Most early years classes have got something like this table. Certainly all four of our pre-K and Kindergarten classes have. This is what continuous provision is all about: a place where children can return again and again and make something, trying out new ideas, combining things they’ve done before, learning from each other.
Since they came to the school when they were three, R and K have been doing this. They're not the only ones, but let's focus on them for now. They're four years old; they've been in Moon class for 15 months. R at first stood out as leader of the duo, always inventive, always relishing what she does. But K seems to be inspired by her to be similarly creative, making things that are distinctive to her, having her own strengths and emphases.
An example, back in September: R's envelope-picture:
What kind of mathematics are present in creating this?

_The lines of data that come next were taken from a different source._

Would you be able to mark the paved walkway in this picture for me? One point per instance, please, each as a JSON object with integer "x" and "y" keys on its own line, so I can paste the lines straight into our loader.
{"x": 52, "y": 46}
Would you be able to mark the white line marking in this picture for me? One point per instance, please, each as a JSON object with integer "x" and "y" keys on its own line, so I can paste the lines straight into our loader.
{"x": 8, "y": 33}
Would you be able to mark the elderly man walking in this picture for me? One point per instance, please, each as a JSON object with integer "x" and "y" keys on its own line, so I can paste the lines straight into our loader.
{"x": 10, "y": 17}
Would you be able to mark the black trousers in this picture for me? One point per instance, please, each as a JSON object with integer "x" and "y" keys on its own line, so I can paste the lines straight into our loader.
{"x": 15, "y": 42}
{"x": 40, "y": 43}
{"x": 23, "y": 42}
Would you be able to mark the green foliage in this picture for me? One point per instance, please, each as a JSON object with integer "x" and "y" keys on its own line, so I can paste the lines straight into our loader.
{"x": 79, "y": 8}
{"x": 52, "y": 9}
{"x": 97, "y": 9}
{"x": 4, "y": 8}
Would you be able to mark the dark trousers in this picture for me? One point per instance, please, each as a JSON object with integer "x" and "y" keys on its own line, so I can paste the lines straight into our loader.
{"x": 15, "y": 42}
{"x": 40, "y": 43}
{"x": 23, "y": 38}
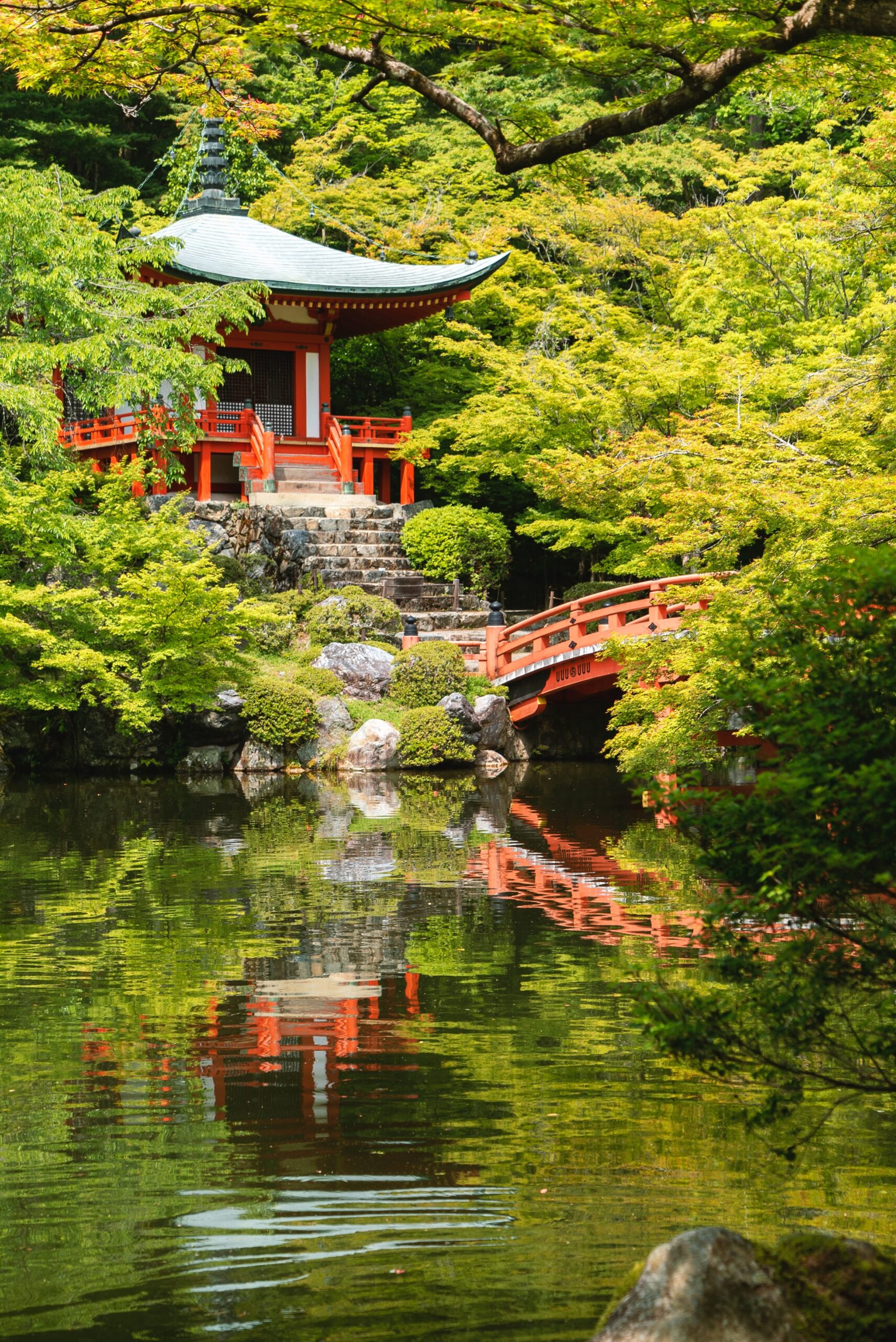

An awareness of bringing the corners into the middle of the paper to reorient the square and create triangular flaps. A lot of spatial thinking. An example might be the awareness that when you fold the paper over once, the back of the folded paper faces the same way as the front. She is probably aware that the orientation of the square changes too: first it was in a 'diamond' orientation, now it's in the conventional orientation. She'll be aware that the small square is made up of four triangles. And that there are diagonal lines across the square that meet in the centre. She's aware that some things can be undone, or almost undone. Pencil can be rubbed out. Cuts can be taped together again. And some things can't be undone. The felt pen drawing can't be rubbed out very easily.
At the same time, K was doing some folding too:
These paper explorations contrast with art activities that use specifically 'art' materials, painting in particular. There seems to be more of a tinkering feel, more mixing. Take R here, where she’s decided to draw round the scissors, drawn and colored in a pill shape, written a little, filled a rectangle…
There’s also the sense of self-efficacy, of choosing a project, seeing it through to completion, working alongside others and learning from each other. There’s a kind of joy in the workshop ambience, in having control and making together and separately.